Projects

Here is a collection of my important projects.

PowerBI Reports

This covers all my interactive report projects done with powerBI, you'll need a powerBI account to interact with these.

View Reports

🍄 Mushroom Classification: Predicting Edible or Poisonous Mushrooms!

In this project, I participated in a Kaggle competition where the goal was to predict whether a mushroom is edible (e) or poisonous (p) based on its physical characteristics. I explored several advanced machine learning models, including XGBoost, LightGBM, and Random Forest, with XGBoost achieving a remarkable 98% accuracy! 🚀

See Repo

📈 Data Analysis Made Simple with Data-Cent

Data-Cent is an open source Streamlit and Python-powered platform designed to help analysts and students perform seamless data exploration. Featuring interactive Plotly dashboards and preset Matplotlib plots for quick EDA, users can analyse preloaded datasets or upload their own data for customised insights. Whether you're a beginner or an experienced analyst, Data-Cent simplifies the data discovery process.

Careful, you'll need to wake up this giant. 😉

Try App See Repo

🐕 Dog Breed Classification with Deep Learning

This project involves building a deep learning model to classify dog breeds using image data. Leveraging transfer learning with TensorFlow and a pre-trained MobileNetV2 model, the system can accurately identify over 120 dog breeds from a dataset of 10,000+ images. The model is designed to handle both preloaded data and custom user inputs, making it versatile for real-world applications. The project demonstrates strong performance in image classification, achieving high accuracy on both validation and unseen data.

Careful, you'll need to wake up this giant. 😉

Try App See Repo

Research and Articles

Here is a collection of my Articles and studies focused on data science and AI.

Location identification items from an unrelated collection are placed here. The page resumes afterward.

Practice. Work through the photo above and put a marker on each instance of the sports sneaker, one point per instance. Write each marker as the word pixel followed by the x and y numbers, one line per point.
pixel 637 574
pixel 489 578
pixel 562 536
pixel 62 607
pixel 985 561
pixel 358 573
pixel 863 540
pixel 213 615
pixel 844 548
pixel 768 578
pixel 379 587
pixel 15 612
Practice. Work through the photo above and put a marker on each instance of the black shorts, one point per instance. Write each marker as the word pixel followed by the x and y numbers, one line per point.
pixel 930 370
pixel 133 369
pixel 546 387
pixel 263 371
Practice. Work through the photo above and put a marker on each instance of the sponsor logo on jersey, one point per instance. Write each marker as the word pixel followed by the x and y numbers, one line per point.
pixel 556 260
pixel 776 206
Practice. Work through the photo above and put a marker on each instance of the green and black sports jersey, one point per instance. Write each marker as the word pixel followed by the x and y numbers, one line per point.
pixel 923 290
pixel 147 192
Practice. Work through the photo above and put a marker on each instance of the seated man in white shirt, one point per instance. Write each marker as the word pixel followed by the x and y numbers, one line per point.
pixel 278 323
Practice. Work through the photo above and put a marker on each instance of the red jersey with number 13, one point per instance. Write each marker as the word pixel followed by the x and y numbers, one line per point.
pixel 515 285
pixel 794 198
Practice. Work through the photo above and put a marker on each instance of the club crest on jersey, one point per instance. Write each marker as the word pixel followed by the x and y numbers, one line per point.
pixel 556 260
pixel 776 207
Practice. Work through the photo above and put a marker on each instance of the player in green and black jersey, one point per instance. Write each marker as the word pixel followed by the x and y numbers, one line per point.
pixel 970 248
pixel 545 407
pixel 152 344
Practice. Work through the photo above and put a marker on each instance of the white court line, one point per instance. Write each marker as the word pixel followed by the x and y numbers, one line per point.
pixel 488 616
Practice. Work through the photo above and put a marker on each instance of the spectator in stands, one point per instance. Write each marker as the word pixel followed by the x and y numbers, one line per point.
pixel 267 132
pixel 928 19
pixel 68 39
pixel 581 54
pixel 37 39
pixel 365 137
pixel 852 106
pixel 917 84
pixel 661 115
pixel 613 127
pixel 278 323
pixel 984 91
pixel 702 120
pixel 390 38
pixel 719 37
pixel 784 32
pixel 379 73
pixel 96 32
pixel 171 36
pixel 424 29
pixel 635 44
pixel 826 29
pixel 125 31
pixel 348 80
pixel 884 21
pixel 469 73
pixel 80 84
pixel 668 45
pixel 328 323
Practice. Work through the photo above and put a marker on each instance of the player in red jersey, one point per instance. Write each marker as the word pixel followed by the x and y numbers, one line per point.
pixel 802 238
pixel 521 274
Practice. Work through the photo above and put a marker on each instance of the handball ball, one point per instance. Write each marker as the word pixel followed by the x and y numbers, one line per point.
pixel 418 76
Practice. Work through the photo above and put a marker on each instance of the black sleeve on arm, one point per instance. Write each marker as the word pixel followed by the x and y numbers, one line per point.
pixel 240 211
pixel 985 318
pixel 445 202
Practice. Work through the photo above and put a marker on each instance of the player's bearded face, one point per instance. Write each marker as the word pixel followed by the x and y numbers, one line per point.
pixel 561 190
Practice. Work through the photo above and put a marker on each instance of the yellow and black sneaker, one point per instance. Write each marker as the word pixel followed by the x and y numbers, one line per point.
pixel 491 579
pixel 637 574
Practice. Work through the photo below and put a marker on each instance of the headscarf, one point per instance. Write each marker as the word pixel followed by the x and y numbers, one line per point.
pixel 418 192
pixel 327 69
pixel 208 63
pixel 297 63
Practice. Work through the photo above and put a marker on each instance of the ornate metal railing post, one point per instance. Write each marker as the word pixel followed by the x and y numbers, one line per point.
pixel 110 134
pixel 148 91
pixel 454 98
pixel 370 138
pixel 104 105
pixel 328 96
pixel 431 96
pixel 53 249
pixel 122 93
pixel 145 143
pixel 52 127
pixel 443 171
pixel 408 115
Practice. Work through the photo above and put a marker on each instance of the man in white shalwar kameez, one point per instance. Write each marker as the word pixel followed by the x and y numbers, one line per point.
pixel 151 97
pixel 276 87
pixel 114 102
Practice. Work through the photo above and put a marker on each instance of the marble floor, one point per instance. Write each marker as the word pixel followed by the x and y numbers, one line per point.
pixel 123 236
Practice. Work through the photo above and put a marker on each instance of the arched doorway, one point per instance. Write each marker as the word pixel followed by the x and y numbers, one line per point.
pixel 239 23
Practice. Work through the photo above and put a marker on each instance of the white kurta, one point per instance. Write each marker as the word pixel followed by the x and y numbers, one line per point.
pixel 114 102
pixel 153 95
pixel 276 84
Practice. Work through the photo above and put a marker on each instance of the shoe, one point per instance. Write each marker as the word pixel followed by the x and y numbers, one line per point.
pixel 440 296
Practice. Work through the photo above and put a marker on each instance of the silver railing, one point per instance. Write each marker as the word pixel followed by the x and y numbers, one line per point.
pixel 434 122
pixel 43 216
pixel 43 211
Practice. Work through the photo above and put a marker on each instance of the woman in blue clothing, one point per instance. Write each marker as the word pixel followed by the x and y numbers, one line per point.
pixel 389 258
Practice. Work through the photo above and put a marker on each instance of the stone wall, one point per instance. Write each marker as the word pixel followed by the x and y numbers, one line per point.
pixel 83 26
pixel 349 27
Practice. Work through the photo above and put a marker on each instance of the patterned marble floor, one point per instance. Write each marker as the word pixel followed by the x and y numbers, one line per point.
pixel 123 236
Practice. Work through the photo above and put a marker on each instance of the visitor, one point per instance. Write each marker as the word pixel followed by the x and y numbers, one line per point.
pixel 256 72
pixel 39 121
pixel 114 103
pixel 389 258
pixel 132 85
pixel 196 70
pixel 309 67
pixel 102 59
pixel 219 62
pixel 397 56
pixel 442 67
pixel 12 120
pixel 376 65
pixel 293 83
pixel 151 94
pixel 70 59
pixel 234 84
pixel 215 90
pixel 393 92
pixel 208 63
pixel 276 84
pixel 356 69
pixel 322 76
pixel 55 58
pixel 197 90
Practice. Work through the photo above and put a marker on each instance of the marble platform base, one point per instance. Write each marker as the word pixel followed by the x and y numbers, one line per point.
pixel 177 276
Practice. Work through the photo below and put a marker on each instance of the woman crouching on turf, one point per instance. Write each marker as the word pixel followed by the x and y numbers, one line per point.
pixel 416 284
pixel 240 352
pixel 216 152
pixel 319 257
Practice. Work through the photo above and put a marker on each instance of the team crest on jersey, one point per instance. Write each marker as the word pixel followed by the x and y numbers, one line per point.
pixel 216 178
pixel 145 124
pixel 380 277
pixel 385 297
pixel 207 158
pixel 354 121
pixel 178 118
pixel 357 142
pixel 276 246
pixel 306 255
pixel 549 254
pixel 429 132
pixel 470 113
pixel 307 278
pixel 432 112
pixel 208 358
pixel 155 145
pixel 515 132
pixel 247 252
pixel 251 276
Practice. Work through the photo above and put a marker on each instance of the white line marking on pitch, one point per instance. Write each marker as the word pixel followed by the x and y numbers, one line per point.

My Thoughts on PyForest — Easy or Just Bad Practice?: PyForest simplifies data science coding by automatically importing popular libraries like pandas and seaborn, making exploratory analysis faster and cleaner. Its main benefits include convenience, time-saving, and reduced clutter in code. However, it has drawbacks such as hiding dependencies, risking namespace conflicts, and reducing educational value. For quick analysis, PyForest is useful, but for production code and learning, explicit imports are better for clarity and maintainability. Use it in the early stages, but switch to explicit imports for long-term projects..
Hyperparameters Tuning — RandomizedSearchCV vs GridSearchCV, which is better?: This article compares GridSearchCV and RandomizedSearchCV for tuning a Random Forest Classifier using a synthetic dataset. GridSearchCV performs an exhaustive search, ensuring thoroughness but at high computational cost. RandomizedSearchCV samples fewer combinations, offering faster results with similar performance. Both methods produced comparable results, but RandomizedSearchCV is more efficient for larger parameter spaces, making it the preferred choice for practical use.
Multifactorial Analysis of wildfire occurrences and causes: This research explores the use of machine learning and spatial analysis to improve wildfire prediction and management in England. By integrating environmental factors, human behaviors, and spatial dynamics, the study analysed data from multiple sources to create a multivariate dataset. Using advanced models like Random Forest, XGB, LGBM, and FNN, the research aimed to better understand wildfire risk and support evidence-based decision-making for more effective wildfire management.
Analysis on Big Data and A.I for Future Crime Predictions: This report examines the increasing use of Big Data and AI in crime prediction and prevention, drawing parallels to the film Minority Report. Similar to the movie's concept of "pre-crime," advanced algorithms analyze vast datasets to predict criminal activity and help law enforcement allocate resources more effectively, potentially lowering crime rates and enhancing public safety. However, like in the film, this approach raises concerns about reliability, ethics, legal implications, and public privacy, which are critical to address for responsible implementation.